Car c’est bien là que se situe le nœud du pro­blème. Selon Me Yannis Lantheaume, le prin­ci­pal souci est en effet « la sur­po­pu­la­tion de san­gliers » et les dom­mages que cela occa­sionne aux exploi­tants agri­coles. La pré­fec­ture indique ainsi que « le mon­tant des dégâts en Isère s’élève à un mil­lion d’euros pour la sai­son qui s’achève ».

Pour faire face à la surpopulation de sangliers en Isère, les chasseurs sont autorisés à les tirer dès le 1er juillet et ce durant tout l'été. Sauf le dimanche.

Un chas­seur achève un san­glier lors d’une bat­tue. © DR

Résultat des courses : un ras-le-bol gran­dis­sant chez les agri­cul­teurs, tan­dis que l’État ren­voie la balle aux chas­seurs qui pré­tendent ne pas pou­voir faire mieux. D’où des ten­sions entre les deux parties.

L’avocat en est donc convaincu, l’arrêté pré­fec­to­ral aurait été pris en par­tie pour « paci­fier les rela­tions entre les chas­seurs et les agri­cul­teurs ».

Malheureusement, déplore-t-il, cela se fait « sur le dos de tous les usa­gers de la nature, qui veulent sim­ple­ment pro­fi­ter de la nature sans fré­quen­ter des chas­seurs et sans ris­quer leur vie ». Et pour La nature sans se faire tirer des­sus, « lors­qu’on est une vic­time de la chasse, peu importe que cela soit rare, c’est injuste, c’est into­lé­rable ! »
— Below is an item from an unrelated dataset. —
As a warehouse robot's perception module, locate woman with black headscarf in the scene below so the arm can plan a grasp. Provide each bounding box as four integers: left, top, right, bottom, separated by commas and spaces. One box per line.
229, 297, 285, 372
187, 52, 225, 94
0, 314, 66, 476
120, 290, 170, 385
Ce mer­credi matin, Guillaume Laget, repré­sen­tant du col­lec­tif, iro­ni­sait d’ailleurs sur son compte Facebook, s’adressant aux « parents qui vou­draient se pro­me­ner avec leurs enfants cet après-midi : un conseil fourni gra­tui­te­ment par les chas­seurs ? Ne sor­tez pas de Grenoble ! C’est « chasse col­lec­tive » par­tout autour. Battues quoi. Vachement utile cette appli de la Fédération de chasse payée par de l’argent public… »

Manuel Pavard

Un ras­sem­ble­ment ce dimanche, place Grenette

En réac­tion à l’accident de chasse mor­tel du vété­tiste, un col­lec­tif infor­mel de citoyens orga­nise un ras­sem­ble­ment paci­fique, ce dimanche 21 octobre, à par­tir de 10 heures, sur la place Grenette. Munis de leur VTT, de pro­tec­tions et d’un gilet fluo, les orga­ni­sa­teurs sou­haitent « mon­trer que les zones de chasse proches des villes sont pra­ti­quées par de plus en plus de per­sonnes et que ces espaces natu­rels doivent être par­ta­gés en toute sécu­rité ».

Ils l’assurent, « le but n’est pas la confron­ta­tion avec les chas­seurs, mais de mon­trer [leur] pré­sence, et de faire valoir ça auprès des com­munes pour ouvrir le dia­logue et cher­cher des solu­tions pour coha­bi­ter ».